Best Practices: Preserve Your Data

So you’re finished with your research project, now what? To make sure your data is accessible and usable in the future you must have a plan for preserving it. Sharing in a repository is not the same as preservation!

Things to Consider

  • What files do you need to keep long-term?
  • What file formats are your data saved in?
  • Where the data be stored long-term?
  • When and how will you back-up your data?

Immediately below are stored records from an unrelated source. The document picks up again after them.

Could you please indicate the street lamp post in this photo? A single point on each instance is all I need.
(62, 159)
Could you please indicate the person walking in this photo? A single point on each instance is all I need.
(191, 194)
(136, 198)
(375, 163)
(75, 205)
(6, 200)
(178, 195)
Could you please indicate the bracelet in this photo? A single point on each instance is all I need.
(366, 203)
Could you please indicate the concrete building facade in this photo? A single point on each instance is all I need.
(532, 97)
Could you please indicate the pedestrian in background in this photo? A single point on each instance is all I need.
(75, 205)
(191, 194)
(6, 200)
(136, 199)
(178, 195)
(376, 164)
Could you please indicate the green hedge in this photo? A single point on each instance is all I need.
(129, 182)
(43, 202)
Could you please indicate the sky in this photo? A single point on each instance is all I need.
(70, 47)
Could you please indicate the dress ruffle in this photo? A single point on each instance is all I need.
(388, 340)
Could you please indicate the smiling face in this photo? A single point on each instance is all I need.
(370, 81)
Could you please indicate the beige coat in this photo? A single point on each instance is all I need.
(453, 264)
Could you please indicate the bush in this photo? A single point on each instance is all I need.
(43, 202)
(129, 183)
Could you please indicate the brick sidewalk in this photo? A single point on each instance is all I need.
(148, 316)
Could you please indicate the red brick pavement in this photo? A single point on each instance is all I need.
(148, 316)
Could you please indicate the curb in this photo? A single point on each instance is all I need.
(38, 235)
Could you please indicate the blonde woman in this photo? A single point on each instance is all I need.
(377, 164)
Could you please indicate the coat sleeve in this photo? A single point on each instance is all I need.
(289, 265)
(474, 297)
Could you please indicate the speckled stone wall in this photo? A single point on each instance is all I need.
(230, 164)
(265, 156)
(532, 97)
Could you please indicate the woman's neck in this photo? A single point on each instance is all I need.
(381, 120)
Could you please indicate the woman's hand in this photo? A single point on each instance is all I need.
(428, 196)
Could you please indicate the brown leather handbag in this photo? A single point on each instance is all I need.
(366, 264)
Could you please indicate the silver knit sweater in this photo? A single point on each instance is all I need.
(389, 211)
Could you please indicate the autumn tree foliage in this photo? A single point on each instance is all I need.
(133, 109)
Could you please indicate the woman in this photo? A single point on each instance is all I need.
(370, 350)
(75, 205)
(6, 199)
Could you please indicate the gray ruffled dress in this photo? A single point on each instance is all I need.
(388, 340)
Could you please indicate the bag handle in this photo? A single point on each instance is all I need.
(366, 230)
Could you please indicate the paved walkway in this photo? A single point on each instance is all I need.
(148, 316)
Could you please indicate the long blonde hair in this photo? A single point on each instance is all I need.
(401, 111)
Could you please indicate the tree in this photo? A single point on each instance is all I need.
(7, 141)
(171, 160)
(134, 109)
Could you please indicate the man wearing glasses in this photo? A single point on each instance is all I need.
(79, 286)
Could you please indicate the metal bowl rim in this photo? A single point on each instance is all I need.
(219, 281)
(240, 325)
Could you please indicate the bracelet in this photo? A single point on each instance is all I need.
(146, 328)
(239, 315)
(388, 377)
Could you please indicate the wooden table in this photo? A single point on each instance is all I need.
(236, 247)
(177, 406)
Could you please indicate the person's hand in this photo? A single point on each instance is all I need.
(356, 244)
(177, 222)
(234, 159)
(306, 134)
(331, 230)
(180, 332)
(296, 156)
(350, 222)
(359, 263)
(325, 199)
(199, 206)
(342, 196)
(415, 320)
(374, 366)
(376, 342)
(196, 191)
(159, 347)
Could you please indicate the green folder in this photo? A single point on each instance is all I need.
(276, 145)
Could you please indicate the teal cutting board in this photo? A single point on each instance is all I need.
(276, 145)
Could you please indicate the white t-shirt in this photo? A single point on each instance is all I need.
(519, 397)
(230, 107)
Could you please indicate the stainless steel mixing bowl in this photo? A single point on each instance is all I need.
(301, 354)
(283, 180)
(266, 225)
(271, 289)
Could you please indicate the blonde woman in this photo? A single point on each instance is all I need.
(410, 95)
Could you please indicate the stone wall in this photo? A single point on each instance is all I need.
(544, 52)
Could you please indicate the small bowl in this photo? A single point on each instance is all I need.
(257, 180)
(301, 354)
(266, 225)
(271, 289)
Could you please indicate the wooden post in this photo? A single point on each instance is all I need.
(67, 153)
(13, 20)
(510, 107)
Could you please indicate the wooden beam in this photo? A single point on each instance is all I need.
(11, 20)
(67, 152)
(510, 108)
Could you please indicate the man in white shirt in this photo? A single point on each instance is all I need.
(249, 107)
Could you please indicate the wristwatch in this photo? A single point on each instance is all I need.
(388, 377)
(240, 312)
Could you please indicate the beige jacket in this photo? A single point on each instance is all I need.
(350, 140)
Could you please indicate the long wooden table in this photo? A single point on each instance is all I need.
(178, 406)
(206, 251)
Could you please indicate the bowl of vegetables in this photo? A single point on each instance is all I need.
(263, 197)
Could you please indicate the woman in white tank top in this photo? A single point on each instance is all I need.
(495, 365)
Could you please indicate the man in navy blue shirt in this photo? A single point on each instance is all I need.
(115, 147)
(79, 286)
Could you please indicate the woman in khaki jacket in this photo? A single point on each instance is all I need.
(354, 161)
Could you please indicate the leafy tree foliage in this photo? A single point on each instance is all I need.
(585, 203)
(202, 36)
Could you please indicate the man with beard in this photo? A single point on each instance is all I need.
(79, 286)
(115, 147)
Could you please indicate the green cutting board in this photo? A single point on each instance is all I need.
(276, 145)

Remember to always keep a copy of your raw data before it is processed, and to keep data in its original format if you are converting it to another format.

Preservation Formats

Saving your data in proprietary formats risks your data being inaccessible in the future if you were to lose access to the software, or the program developers stop supporting and updating a program. Also, your data will not be usable to people who do not have that proprietary software. Whenever possible, use the following non-proprietary formats.

  • XML: Documents or web
  • CSV: Spreads
  • PDF: Documents
  • TIFF: Images

Suggested File Formats

Use non-proprietary, open, non-compressed file types when possible. Some suggested file types are:

  • Spreadsheets/Databases/Tabular data: CSV, TSV
  • Geospatial: GeoTIFF, NetCDF
  • Moving images: MOV, MPEG, AVI, MXF
  • Sounds: WAVE, AIFF, MP3
  • Statistics: ASCII, DTA, POR, SAS, SAV
  • Still images: TIFF, PNG
  • Text: XML, PDF/A, TXT Plain Text - with encoding: US-ASCII, UTF-8
  • Web archive: WARC
  • Containers: TAR, GZIP, ZIP